Cell phenotypic changes of mouse connective tissue fibroblasts (L-929) to poly(ethylene glycol)-based gels

Abstract

Cellular responses to various gels fabricated by photoinitiated crosslinking using acrylated linear and multi-arm poly(ethylene glycol) (PEG)-based and poly(propylene glycol)-b-poly(ethylene glycol) precursors were investigated. While no protein adsorption and cell adhesion were observed on the hydrophilic PEG-based gels, protein adsorption and cell adhesion did occur on the more hydrophobic gel generated from the block copolymer precursor. Murine fibroblast viability on the poly(ethylene glycol)-based gels was studied in the course of 72 h and the results indicated no cytotoxicity.

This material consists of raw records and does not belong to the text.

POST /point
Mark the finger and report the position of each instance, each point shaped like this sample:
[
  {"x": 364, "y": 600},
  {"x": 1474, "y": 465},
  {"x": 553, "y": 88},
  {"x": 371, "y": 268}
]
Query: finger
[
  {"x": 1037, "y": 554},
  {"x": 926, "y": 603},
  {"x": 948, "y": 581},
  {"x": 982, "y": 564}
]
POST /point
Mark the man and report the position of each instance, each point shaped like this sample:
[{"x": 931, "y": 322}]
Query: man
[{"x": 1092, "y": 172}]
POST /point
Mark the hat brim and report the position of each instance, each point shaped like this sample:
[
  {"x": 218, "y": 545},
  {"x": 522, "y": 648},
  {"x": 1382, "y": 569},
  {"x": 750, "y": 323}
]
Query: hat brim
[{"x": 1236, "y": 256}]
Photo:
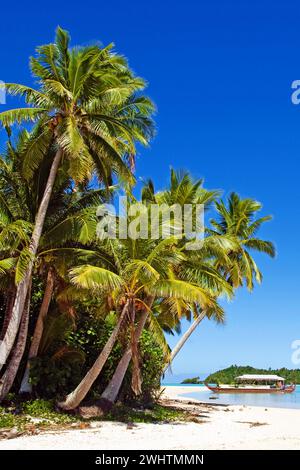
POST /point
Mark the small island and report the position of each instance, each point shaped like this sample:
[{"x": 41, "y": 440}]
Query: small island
[{"x": 193, "y": 380}]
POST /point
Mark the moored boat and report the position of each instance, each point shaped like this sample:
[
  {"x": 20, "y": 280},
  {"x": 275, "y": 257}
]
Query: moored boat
[{"x": 249, "y": 383}]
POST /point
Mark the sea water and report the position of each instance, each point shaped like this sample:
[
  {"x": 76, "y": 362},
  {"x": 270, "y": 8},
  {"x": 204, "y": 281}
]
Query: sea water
[{"x": 276, "y": 400}]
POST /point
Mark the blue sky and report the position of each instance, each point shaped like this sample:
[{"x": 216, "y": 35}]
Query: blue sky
[{"x": 220, "y": 73}]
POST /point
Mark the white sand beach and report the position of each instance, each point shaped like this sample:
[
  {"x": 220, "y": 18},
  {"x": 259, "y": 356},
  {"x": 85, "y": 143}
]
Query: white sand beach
[{"x": 218, "y": 427}]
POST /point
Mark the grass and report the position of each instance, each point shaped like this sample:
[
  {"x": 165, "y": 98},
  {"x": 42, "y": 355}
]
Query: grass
[{"x": 31, "y": 415}]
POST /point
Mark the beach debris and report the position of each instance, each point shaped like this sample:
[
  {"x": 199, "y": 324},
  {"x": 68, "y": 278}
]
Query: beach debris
[
  {"x": 252, "y": 424},
  {"x": 88, "y": 412}
]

In a systematic study, extra- and intracellular metabolites of the murine fibroblasts cultured on these PEG-based gels were examined by GC-MS. Distinct intra- and extracellular changes in primary metabolism, namely amino acid metabolism, glycolysis and fatty acid metabolism, were observed. Cells cultured on the polymeric gels induced more intense intracellular changes in the metabolite profile by means of higher metabolite intensities with time in comparison to cells cultured on the reference substrate (tissue culture polystyrene). In contrast, extracellular changes of metabolite intensities were comparable.